There is a very fine line between violence that is necessitated by social change, and violence that is justified by the hope of social change; the former, which is rarely the case, assumes that no alternative to violence exists and, if necessary, that only the minimum level of violence is to be used, while the latter gives license to inflict violence without limit, as long as the perpetrator sees his actions pursuant to a social cause. The Berkeley case clearly fits into the latter category.
But, just how unnecessary was the violence at Berkeley? The answer is best found when comparing the Berkeley protest with those that used the alternative method. Non-violent resistance, whose roots trace back to the Greeks and even the Bible, is now commonly known as “civil disobedience.” Thoreau coined the term in his eponymous 1848 paper, which he had written in opposition to the Mexican War and slavery. Gandhi and Martin Luther King, Jr. carried the idea to their respective efforts in undoing injustice, and both succeeded, through non-violent means, in changing the course of their country’s history.

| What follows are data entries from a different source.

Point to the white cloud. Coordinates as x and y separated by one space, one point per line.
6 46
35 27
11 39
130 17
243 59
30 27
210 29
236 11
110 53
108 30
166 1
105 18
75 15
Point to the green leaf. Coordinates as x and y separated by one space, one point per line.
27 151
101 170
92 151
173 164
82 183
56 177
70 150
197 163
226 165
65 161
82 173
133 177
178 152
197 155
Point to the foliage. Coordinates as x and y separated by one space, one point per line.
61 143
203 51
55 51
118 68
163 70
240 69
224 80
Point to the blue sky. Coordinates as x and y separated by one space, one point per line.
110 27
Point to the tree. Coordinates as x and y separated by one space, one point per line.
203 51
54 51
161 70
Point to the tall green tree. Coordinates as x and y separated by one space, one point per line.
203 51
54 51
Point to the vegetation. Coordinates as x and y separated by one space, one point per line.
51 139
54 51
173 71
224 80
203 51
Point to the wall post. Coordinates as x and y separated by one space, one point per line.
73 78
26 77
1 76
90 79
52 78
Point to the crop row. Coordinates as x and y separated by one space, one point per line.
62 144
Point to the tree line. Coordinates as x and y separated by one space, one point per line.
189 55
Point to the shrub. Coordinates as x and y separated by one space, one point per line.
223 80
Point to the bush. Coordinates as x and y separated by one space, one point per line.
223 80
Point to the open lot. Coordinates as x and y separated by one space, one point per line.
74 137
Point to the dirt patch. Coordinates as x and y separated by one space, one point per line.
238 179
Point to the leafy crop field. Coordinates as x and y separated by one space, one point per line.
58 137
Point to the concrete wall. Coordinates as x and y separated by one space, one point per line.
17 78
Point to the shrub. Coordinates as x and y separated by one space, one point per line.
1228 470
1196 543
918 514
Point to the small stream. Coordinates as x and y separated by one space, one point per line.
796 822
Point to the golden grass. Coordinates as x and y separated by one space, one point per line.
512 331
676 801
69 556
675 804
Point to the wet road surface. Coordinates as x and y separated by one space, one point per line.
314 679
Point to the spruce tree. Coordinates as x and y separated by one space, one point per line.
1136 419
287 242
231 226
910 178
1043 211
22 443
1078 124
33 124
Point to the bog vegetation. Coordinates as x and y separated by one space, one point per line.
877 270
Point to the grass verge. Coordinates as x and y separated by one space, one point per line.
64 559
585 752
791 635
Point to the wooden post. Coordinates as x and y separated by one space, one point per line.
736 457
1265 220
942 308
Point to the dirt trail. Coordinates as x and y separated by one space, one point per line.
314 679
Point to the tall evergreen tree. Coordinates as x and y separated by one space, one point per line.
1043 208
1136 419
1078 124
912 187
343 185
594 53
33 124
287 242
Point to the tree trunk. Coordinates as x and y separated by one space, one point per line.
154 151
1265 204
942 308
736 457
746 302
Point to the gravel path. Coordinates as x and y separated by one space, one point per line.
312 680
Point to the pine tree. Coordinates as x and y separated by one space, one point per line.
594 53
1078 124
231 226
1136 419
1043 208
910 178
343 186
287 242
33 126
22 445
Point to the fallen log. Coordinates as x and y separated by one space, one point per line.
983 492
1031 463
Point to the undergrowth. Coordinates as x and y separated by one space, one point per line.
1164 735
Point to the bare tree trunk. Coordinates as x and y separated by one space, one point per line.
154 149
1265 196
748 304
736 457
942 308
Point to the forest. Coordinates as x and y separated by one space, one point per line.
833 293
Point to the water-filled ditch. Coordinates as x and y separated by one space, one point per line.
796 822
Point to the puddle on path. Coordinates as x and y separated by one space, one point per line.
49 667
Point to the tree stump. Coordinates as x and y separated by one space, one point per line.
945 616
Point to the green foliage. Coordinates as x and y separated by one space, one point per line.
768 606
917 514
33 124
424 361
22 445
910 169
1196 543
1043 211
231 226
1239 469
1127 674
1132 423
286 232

Past instances of peaceful college protests include those at the University of Missouri in 2015, Harvard in 2014 and the University of Virginia in 2012, among many others. They were all done through non-violent means, and most, if not all, succeeded in attaining their respective causes.
However, there is an important difference between the recent Berkeley protest and those in the past. In America, most past protests, violent or not, were in response to an unjust law or policy, and not to an appearance by a controversial figure. King, Jr., in his “Letter from Birmingham Jail,” cited St. Augustine in saying that “an unjust law is no law at all,” and defended his peaceful, yet technically illegal, movement to counter the segregation laws in place.
To what “unjust law” were the Berkeley students protesting?
If King, Jr. saw no need to resort to violence when fighting against a clearly racist, and domestically violent, federal government, did the Berkeley protestors have the need to resort to violence in protest against the appearance of someone whose only crime is his unsavory ideas? I trust the reader to answer this question without my help.
College students must realize that violence in political protest is uncool, inefficient and counter to our country’s history and values. Instead of resorting to physical violence, they should instead study American history and law, and then be “violent,” yet civil, in intellectual debate. Instead of dogmatically siding with the donkey or the elephant, they should instead study American politics, and force themselves into the habit of thinking twice before professing political fealty.
By studying our country’s history, law and politics, college students will learn to appreciate what being American truly means, and realize that violently attacking a person or political group for its own sake, or worse, “for the fun of it,” is done not in defense of American history and values, but of their own fragile egos.